La société anonyme Coris Bank International SA (CBI SA), première filiale bancaire du groupe Coris Holding, voit sa notation financière confirmée par Bloomfield Investment Corporation pour la période juin 2026 et mai 2027. La banque conserve une note AA à long terme et A1 à court terme, toutes deux assorties de perspectives stables. Ces évaluations traduisent une très forte qualité de crédit et une certitude élevée de remboursement, témoignant de la résilience de l’établissement.
À fin 2025, le total bilan de CBI SA atteint près de 2 998 milliards de francs CFA, en progression de plus de 11 % par rapport à 2024. Les créances sur la clientèle s’élèvent à 1 327 milliards CFA, confirmant la volonté de la banque de soutenir l’économie nationale. Les dépôts de la clientèle franchissent la barre des 2 015 milliards CFA, soit une hausse de près de 15 %.
Le résultat net connaît une progression remarquable, passant de 47,9 milliards CFA en 2024 à 65,5 milliards CFA en 2025, soit une croissance de plus de 36 %. Cette performance traduit une meilleure maîtrise des charges et une optimisation des revenus.
La notation repose sur plusieurs facteurs positifs : Un leadership renforcé dans un secteur bancaire résilient. Un cadre de gouvernance amélioré, avec une mise à jour de l’organigramme et du dispositif de contrôle interne. Une exécution jugée satisfaisante du plan stratégique « Agilité et Innovation 2023-2025 ». Une capacité éprouvée à mobiliser les ressources clientèle et à accroître les financements. Une hausse des crédits et titres de placement, confirmant l’engagement de la banque dans le financement de l’économie.

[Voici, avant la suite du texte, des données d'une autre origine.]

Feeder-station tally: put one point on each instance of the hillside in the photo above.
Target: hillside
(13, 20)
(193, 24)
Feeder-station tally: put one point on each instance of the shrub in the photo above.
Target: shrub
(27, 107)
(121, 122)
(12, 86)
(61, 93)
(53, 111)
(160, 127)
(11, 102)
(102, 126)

Malgré ces avancées, certains points de vigilance demeurent : Une concentration élevée des 50 plus gros engagements, qui accroît le risque de dépendance. Un encours de créances en souffrance encore important, malgré les efforts de recouvrement. Un contexte politique et sécuritaire fragile au Burkina Faso, qui pèse sur l’environnement des affaires.
En dépit de ces fragilités, Bloomfield Investment souligne que les facteurs de protection restent très forts et que les risques d’investissement demeurent limités. La banque conserve ainsi une position de confiance auprès des investisseurs et partenaires financiers.